It may seem an obvious point, but Canberra is an awfully long way away from Ukraine. On a bright winter day, with the lake sparkling, Air Chief Marshal Angus Houston (Retired) couldn't help reflecting on how lucky we are, having just returned home from weeks on the grim, war-torn crash site of the downed MH17 plane.
It was a surreal juxtaposition, but a morning run with a dawn chorus of kookaburras was enough to put thoughts of a distant war aside for the chair of the Canberra Symphony Orchestra, in time for the announcement of the 2015 season this week.
And, as Houston pointed out in his lunchtime remarks, the CSO is ever the Little Orchestra That Could when it comes to quiet triumph and growing success among local audiences. Subscriptions are consistently renewed, concerts routinely sell out, and musicians are taking their passion into the community, with programs for children with special needs, people with Parkinson's Disease and the elderly, among others.
And the artistic director and chief conductor, the redoubtable Nicholas Milton, says the orchestra, which turns 65 next year, is really only just hitting its straps when it comes to the foreseeable future.
"I guess what's most remarkable is to consider the journey the orchestra's been on, that we've now reached a point where the CSO is so firmly ensconced in the fabric of the orchestral landscape in Australia," he says.
"It's not a given, if you recall that 15 years ago the orchestra was on the brink of bankruptcy. Now we've got some of the highest numbers in the country, including the highest subscription renewal rate of any orchestra, and more sold out performances than not. I think that that's remarkable, that we're just reaching our potential and there's so much more that we can do."
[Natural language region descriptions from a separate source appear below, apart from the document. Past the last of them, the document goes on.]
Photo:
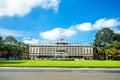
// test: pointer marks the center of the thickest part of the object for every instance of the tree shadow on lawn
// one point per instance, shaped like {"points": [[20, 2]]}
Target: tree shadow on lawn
{"points": [[6, 62]]}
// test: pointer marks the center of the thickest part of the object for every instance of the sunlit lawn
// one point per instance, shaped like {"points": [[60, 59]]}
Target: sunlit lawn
{"points": [[47, 63]]}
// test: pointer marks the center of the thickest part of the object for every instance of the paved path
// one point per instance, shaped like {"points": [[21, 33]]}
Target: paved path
{"points": [[59, 73]]}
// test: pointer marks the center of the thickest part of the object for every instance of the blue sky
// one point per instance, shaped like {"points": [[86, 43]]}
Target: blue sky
{"points": [[32, 21]]}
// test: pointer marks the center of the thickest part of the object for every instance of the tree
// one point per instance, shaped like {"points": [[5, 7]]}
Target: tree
{"points": [[1, 41], [117, 37], [103, 37], [10, 40]]}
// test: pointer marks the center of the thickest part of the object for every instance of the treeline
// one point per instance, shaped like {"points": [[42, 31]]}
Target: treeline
{"points": [[106, 45], [10, 48]]}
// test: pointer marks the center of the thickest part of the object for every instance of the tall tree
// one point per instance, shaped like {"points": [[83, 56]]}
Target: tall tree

He says the 2015 season will be characterised by "very difficult and virtuosic and demanding and exciting programs that the musicians have put together".
"We have an artistic committee and those musicians are intricately involved in the programming for the orchestra," he says.
"The programs are really discussed and ultimately the musicians are playing what they want to perform, what they believe, as people who know Canberra the best, with friends in the audience and neighbours, what is going to excite those people."
And thus we will see Schubert, Dvorak and Sibelius, Tchaikovsky, Puccini and Richard Mills, along with a sprinkling of themed favourites. The Shell Prom concert in February will – weather permitting – feature Scottish classics, while a new Saturday matinee show in September will be all about moody swing classics.
And, one of the year's highlights will no doubt be the Canberra Day concert – what the ACT government has boldly named the CBR Tribute Concert in the lead-up to the Anzac Centenary.
With demonstrations of military precision and a rousing rendition of Tchaikovsky's 1812 Overture at its climax, the concert will also be "pulling out all the stops" with the use of actual cannons. We are in Canberra, after all.
Grand, to be sure, and Milton says it's always a "sheer joy" to conduct the orchestra.
"The Llewellyn concerts are such audience magnets now - each one has something thrilling, each program is big and extravagant and designed to just captivate and take our audiences on an amazing journey," he says.
"I'm excited about Noteworthy, I'm excited about painting with Parkinsons, and about the special schools. People at the special schools actually said to us, we have to rethink our approach to our students, because we didn't realise music would have such an effect."
But he's equally thrilled by the effect the music has been having on people who might otherwise never make it to Llewellyn Hall.
"The Noteworthy program is now playing to 60,000 kids, and that is just a huge number for an orchestra that is basically a part-time professional orchestra," he says.
"To see the kids and how they react, some of them are hearing a symphonic orchestra in its grandeur for the first time, and that's thrilling."